A story out of Indianapolis reported Wednesday that the Indiana House Ways and Means Committee may vote as early as next week on a bill to move up the effective date of a sales tax deal Amazon (NASDAQ: AMZN) struck with former Indiana Governor Mitch Daniels.
The bill, if passed, could move the date Amazon was to begin collecting Indiana's 7% sales tax from January 2014 to as early as July of this year.
Amazon says it needs all of 2013, per the original deal, to convert its systems. Indiana Chamber of Commerce vice president Bill Waltz says that request doesn't hold water since four other states have cut deals with Amazon that take effect sooner than the Hoosier State's agreement. Brick and Mortar retailers express the belief that they continue to lose customers to the online giant because of the 7% price advantage for shopping online ... via Amazon's avoiding the collection of Indiana sales tax.
Indiana's Fiscal Policy Institute estimates $100 million a year in Indiana sales taxes go uncollected on Amazon purchases. Those numbers imply that Indiana's approximate 6.5 million residents are buying, on average, about $220.00 worth of stuff on Amazon each year. What will paying an extra $15.40 in sales tax mean to Hoosiers' online buying habits?
Some research indicates "nada."
A study of the online shopping habits of Texans by Wells Fargo analyst Matt Nemer showed that consumers in the Lone Star state, the second most populous state in the nation, did not significantly change their buying habits when that state's online sales tax went into effect in July, 2012.
Mr. Nemer found that among 1,000 Texans surveyed, 27% shopped regularly on Amazon.com, down from 30% in June.
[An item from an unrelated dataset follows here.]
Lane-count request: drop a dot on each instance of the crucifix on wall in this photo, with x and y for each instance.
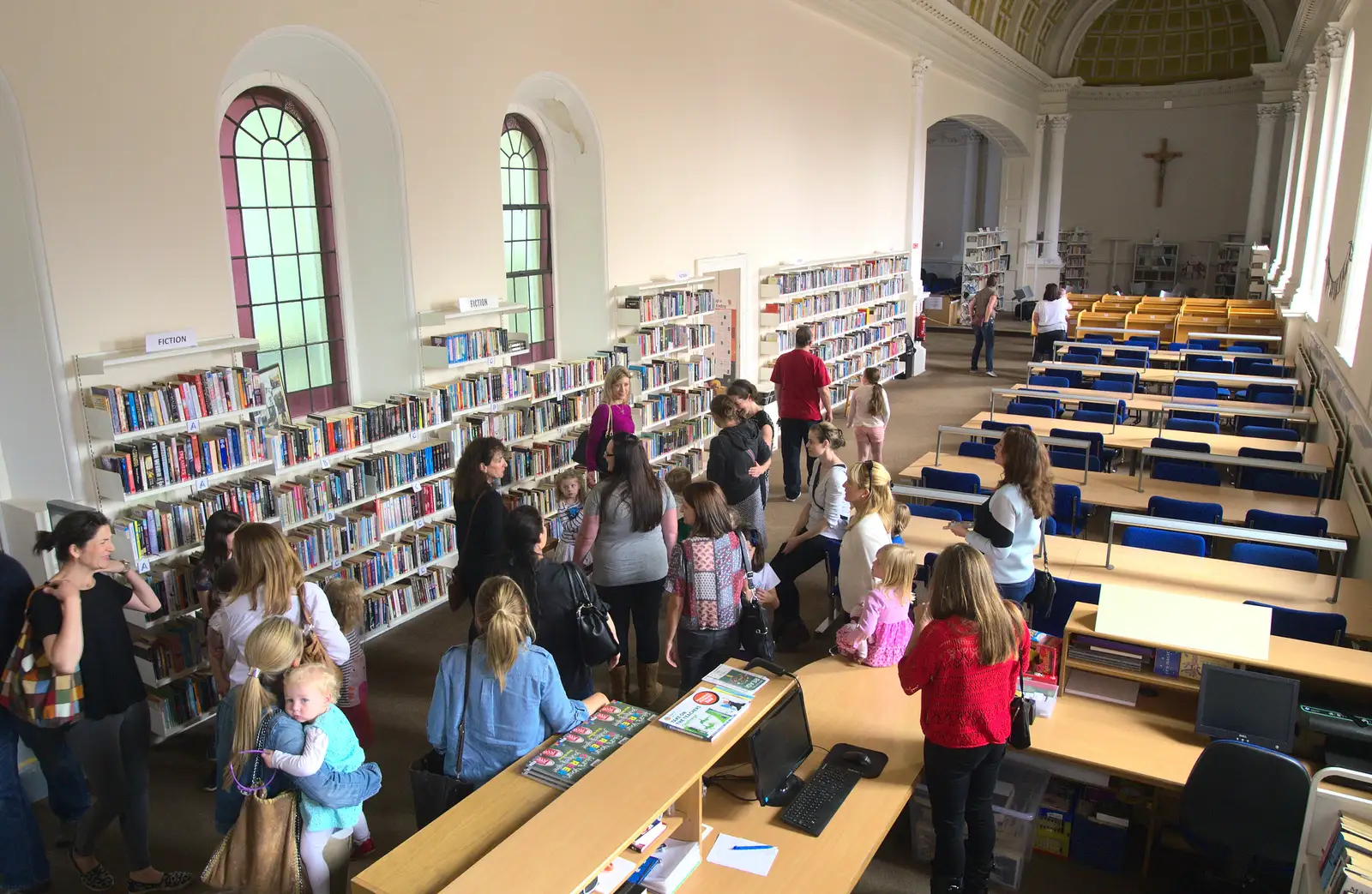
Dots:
(1161, 157)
That, he noted, was within the margin of error of 3% to 4%.
What will Indiana's attempt to change the agreement have on Amazon's business relationship with the state? That has yet to be determined. Work on what was Amazon's fifth large Indiana facility started just weeks after Daniels' January 2012 announcement of the original sales tax collection agreement. Previous comments from Amazon had stated that the Jeffersonville, Indiana, facility could have some 1,000 employees by 2015. Whether or not those hiring numbers will now be met is unknown at this time.
How will Amazon's experience with Indiana impact its negotiations with the 30 odd other states it has yet to negotiate the sales tax issue with? Does it really matter? Are the cost of state sales taxes really that important to online shoppers?
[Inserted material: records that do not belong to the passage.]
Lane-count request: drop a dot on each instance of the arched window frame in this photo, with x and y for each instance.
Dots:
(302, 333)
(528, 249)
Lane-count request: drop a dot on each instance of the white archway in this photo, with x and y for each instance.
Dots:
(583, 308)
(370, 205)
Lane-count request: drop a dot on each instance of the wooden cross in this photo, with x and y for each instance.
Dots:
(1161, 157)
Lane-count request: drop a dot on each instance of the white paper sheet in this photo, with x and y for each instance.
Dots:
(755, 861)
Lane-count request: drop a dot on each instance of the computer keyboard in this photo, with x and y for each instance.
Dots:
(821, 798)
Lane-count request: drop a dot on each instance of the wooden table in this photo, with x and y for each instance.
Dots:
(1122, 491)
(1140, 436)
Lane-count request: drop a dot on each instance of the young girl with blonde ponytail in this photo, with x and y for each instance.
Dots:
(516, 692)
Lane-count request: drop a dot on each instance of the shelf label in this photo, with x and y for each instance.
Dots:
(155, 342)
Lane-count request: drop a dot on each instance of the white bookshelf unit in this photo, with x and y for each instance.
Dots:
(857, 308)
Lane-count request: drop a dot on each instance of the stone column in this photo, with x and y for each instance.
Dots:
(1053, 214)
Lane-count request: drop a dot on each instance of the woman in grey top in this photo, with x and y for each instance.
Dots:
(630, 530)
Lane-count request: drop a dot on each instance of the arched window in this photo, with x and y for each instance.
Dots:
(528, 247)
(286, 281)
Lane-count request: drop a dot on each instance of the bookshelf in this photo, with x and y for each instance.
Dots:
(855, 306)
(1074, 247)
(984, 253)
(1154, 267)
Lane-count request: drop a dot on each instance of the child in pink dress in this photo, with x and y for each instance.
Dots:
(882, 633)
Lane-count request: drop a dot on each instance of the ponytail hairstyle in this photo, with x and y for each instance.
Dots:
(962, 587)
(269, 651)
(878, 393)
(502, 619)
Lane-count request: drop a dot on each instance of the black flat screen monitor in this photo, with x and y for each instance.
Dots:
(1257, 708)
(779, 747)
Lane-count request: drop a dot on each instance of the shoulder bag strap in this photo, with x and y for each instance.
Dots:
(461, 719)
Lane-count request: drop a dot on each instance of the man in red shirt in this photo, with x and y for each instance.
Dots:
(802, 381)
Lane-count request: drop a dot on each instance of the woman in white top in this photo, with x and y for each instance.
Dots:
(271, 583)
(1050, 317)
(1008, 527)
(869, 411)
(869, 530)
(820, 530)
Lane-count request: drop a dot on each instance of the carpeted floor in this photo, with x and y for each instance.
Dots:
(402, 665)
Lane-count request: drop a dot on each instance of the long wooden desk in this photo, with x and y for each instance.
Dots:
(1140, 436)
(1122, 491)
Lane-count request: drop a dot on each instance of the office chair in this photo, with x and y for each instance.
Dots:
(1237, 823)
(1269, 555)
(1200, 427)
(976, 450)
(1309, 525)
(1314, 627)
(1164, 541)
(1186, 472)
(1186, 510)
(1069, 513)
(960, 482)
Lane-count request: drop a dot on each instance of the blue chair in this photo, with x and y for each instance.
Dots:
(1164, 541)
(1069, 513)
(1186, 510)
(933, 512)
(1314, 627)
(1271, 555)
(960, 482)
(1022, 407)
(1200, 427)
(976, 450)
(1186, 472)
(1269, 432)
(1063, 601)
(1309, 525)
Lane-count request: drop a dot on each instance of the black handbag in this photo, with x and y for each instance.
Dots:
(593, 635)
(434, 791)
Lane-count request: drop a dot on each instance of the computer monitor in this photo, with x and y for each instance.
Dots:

According to Mr. Nemer's Texas study, a lack of sales tax was less important to shoppers than convenience stating: "Sales tax collection is not likely to materially impact Amazon's sales even as the company starts collecting in more states."
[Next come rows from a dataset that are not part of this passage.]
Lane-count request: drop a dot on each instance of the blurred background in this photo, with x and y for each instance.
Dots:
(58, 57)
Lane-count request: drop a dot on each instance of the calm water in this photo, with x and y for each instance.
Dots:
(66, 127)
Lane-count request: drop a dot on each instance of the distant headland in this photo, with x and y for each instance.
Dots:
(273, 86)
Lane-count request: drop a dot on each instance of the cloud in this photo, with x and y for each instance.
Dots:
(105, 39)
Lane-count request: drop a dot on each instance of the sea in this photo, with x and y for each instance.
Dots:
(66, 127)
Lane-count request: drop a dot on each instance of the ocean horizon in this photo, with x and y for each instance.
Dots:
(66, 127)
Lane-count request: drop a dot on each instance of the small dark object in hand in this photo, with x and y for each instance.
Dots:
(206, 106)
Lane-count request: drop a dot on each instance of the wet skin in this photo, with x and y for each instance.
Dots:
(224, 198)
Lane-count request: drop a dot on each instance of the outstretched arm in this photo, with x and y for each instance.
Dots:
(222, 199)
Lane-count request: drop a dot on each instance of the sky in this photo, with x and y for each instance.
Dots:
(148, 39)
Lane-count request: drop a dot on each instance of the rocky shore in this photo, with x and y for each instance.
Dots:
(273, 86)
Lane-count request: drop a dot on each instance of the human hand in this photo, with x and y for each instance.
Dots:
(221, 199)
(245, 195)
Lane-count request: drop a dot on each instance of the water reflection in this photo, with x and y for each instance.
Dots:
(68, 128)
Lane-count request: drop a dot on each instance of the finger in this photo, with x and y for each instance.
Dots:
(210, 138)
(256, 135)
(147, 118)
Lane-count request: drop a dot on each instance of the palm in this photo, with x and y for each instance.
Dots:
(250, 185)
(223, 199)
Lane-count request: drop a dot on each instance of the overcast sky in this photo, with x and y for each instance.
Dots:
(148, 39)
With convenience trumping sales tax and Amazon now aggressively testing the convenience of same day delivery as well as looking at expanding into previously only experimental lines of additonal sales and services, Brick and Mortar retail outlets like Target (NYSE: TGT), Costco (NASDAQ: COST) Wal-Mart (NYSE: WMT) and now even grocers like Kroger (NYSE:KR), Safeway (NYSE:SWY) and SuperValu (NYSE:SVU), may have much more to worry about than equalizing the playing field when it comes to state sales tax collection.